Why adult shelters are scary for London's homeless youth
Youth Opportunities Unlimited is working to build a youth-only shelter in the city
During her five years living on London's streets, Courtney Bain spent a few nights in homeless shelters geared to adults.
It was a memorable experience, for all the wrong reasons.
"When you're brand new, you're walking into a room full of drug addicts, essentially, and people that have maybe been scarred ... so they're just hard," she said in an interview on London Morning on Monday. You can listen to the interview here.
"You have other adult women coming in to your room at two o'clock in the morning, asking if you have a lighter, [offering to] split their drugs with you. At first, you're shocked and disgusted but as time goes on, you start to try those things.

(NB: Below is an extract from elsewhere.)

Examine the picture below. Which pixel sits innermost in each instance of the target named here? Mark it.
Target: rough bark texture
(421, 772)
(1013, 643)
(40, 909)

That becomes normal to you. That's how [people] slip."
She said finding a friend in the shelter was essential.
"One would stay up and the other one slept, and then we'd switch," she said. "You didn't know if you fell asleep if your stuff ... would be there in the morning.

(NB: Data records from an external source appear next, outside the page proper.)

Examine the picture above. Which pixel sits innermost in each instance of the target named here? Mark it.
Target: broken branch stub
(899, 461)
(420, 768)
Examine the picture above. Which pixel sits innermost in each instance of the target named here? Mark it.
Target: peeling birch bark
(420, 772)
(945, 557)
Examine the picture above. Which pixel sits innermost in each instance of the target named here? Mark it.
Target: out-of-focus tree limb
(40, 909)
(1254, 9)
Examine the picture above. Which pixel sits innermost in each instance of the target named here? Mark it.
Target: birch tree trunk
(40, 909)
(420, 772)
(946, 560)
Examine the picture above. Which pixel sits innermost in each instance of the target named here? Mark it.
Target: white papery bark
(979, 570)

Bain said as London's rents rise and vacancy rates fall, more young Londoners are struggling to find stable, affordable housing.

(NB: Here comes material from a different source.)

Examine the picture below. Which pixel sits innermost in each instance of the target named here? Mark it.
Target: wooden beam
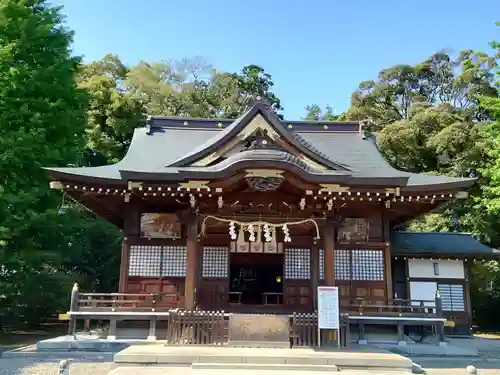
(192, 262)
(386, 230)
(314, 272)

Last week Marisa Collison, 18, shared her story of living on London's streets with CBC London. She spoke about starting the new year off sleeping in a storage closet inside the underground parking lot at CitiPlaza. She's also slept outside in city doorways and parks.
Right now, the Salvation Army operates 30 shelter beds geared to youth at its facility at Horton and Wellington streets.
Working on solutions
Steve Cordes is working to provide more options for young Londoners at risk of homelessness.
His organization, Youth Opportunities Unlimited (YOU), is working to build a 30-bed youth-only emergency shelter on Clarke Rd. near Oxford St. in northeast London.
The organization is also in the process of revamping the former New Yorker movie theatre on the corner of Richmond and York streets into transitional housing for youth families and any young person in need, Cordes said.
That space, dubbed the New Addition, will also be home to a youth wellness centre.
Currently, YOU provides counselling and other drop-in services for at-risk youth, and often sees between 50 and 80 clients a day. Cordes said it's hard to get firm numbers, but he's heard estimates that suggest there are as many as 500 young people in London who experience homelessness.
"There is not affordable housing in this city and that's new to London," said Cordes. "Other cities have grappled with that and that's been their path for a long time. In London, it's very new. We need to create affordable housing. Period."
He said the city also needs to stop looking past the problem.
"How can you write off an 18-year-old person? A civil community doesn't do that."
Bain now has a full-time job and says the turning point came for her when she was 23.
"I was sitting at a community meal and what struck me was the older women, and all of a sudden I just wondered how they got there, how they were in their 40s and 50s still on the street and I knew I didn't want to be that. I knew that I wanted more. I told myself if I didn't get myself together by the time I was 25, I would probably be one of those statistics."
She took advantage of some of the supports offered by YOU.
"Someone decided to help me and that made all the difference," she said.